Step 2: Implement the Actor-Critic Algorithm

import numpy as np
import gym
import tensorflow as tf
from tensorflow.keras.models import Sequential
from tensorflow.keras.layers import Dense
from tensorflow.keras.optimizers import Adam

# Initialize parameters
gamma = 0.99  # Discount factor
lambda_ = 0.95  # GAE lambda
num_episodes = 1000
learning_rate = 0.01

# Create environment
env = gym.make('CartPole-v1')
n_actions = env.action_space.n
n_states = env.observation_space.shape[0]

# Define the actor network
actor = Sequential([
    Dense(24, activation='relu', input_shape=(n_states,)),
    Dense(24, activation='relu'),
    Dense(n_actions, activation='softmax')
])
actor_optimizer = Adam(learning_rate=learning_rate)

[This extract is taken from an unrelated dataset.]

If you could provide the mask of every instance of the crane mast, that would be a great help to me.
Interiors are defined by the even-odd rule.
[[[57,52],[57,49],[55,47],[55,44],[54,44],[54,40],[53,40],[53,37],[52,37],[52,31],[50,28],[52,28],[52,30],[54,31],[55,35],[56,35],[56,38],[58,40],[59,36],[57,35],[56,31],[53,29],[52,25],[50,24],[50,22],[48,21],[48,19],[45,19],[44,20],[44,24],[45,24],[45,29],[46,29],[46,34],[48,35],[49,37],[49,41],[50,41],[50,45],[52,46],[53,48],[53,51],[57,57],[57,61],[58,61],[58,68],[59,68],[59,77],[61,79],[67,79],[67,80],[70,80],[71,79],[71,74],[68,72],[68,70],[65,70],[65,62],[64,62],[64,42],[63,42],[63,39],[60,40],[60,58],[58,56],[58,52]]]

# Define the critic network
critic = Sequential([
    Dense(24, activation='relu', input_shape=(n_states,)),
    Dense(24, activation='relu'),
    Dense(1)  # Output a single value
])
critic_optimizer = Adam(learning_rate=learning_rate)

def policy_action(state):
    state = np.expand_dims(state, axis=0)
    probs = actor.predict(state)[0]
    return np.random.choice(n_actions, p=probs)

def compute_advantages(rewards, values, gamma, lambda_):
    advantages = np.zeros_like(rewards)
    deltas = rewards + gamma * np.append(values[1:], 0) - values
    running_sum = 0
    for t in reversed(range(len(rewards))):
        running_sum = deltas[t] + gamma * lambda_ * running_sum
        advantages[t] = running_sum
    return advantages

# Training loop
for episode in range(num_episodes):
    state = env.reset()
    states, actions, rewards, values = [], [], [], []

    done = False
    while not done:
        states.append(state)
        action = policy_action(state)
        next_state, reward, done, _ = env.step(action)

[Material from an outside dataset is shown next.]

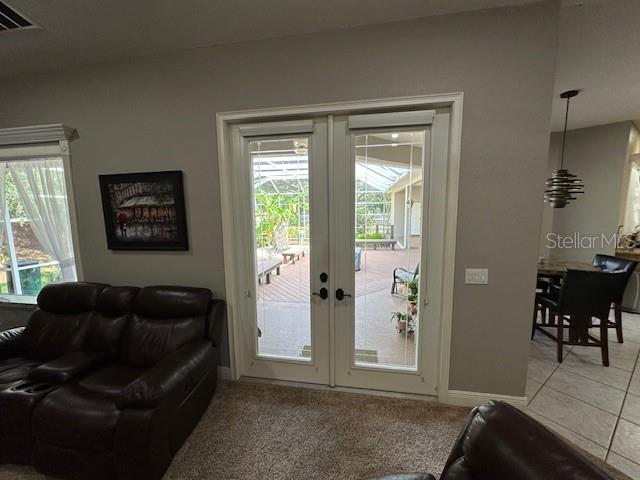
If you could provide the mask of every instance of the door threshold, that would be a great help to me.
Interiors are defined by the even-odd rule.
[[[400,398],[405,400],[418,400],[422,402],[438,402],[438,397],[435,395],[420,395],[417,393],[402,393],[402,392],[390,392],[387,390],[374,390],[369,388],[354,388],[354,387],[330,387],[329,385],[321,385],[318,383],[305,383],[305,382],[291,382],[288,380],[274,380],[271,378],[258,378],[258,377],[240,377],[239,382],[243,383],[261,383],[266,385],[281,385],[283,387],[298,387],[308,388],[311,390],[322,390],[328,392],[345,392],[355,393],[358,395],[370,395],[374,397],[388,397],[388,398]]]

        states.append(next_state)
        actions.append(action)
        rewards.append(reward)
        values.append(critic.predict(np.expand_dims(state, axis=0))[0][0])

        state = next_state

    # Compute values for the last state
    values.append(critic.predict(np.expand_dims(state, axis=0))[0][0])

    # Compute advantages
    advantages = compute_advantages(rewards, values, gamma, lambda_)

    # Update actor
    with tf.GradientTape() as tape:
        logits = actor(tf.convert_to_tensor(np.array(states), dtype=tf.float32))
        actions_one_hot = tf.one_hot(actions, n_actions)
        log_probs = tf.math.log(tf.reduce_sum(actions_one_hot * logits, axis=1))
        loss = -tf.reduce_sum(log_probs * tf.convert_to_tensor(advantages, dtype=tf.float32))

    grads = tape.gradient(loss, actor.trainable_variables)
    actor_optimizer.apply_gradients(zip(grads, actor.trainable_variables))

    # Update critic
    with tf.GradientTape() as tape:
        values_pred = critic(tf.convert_to_tensor(np.array(states), dtype=tf.float32))
        returns = compute_advantages(rewards, values, gamma, lambda_)
        loss = tf.reduce_mean(tf.square(returns - values_pred))

    grads = tape.gradient(loss, critic.trainable_variables)
    critic_optimizer.apply_gradients(zip(grads, critic.trainable_variables))

env.close()

4. Summary and Next Steps

In this lesson, we covered Actor-Critic Methods, focusing on the basic Actor-Critic algorithm and its implementation. We discussed how the actor and critic work together to optimize the policy. In the next lesson, we will explore more advanced Actor-Critic methods, such as Proximal Policy Optimization (PPO) and Deep Deterministic Policy Gradient (DDPG).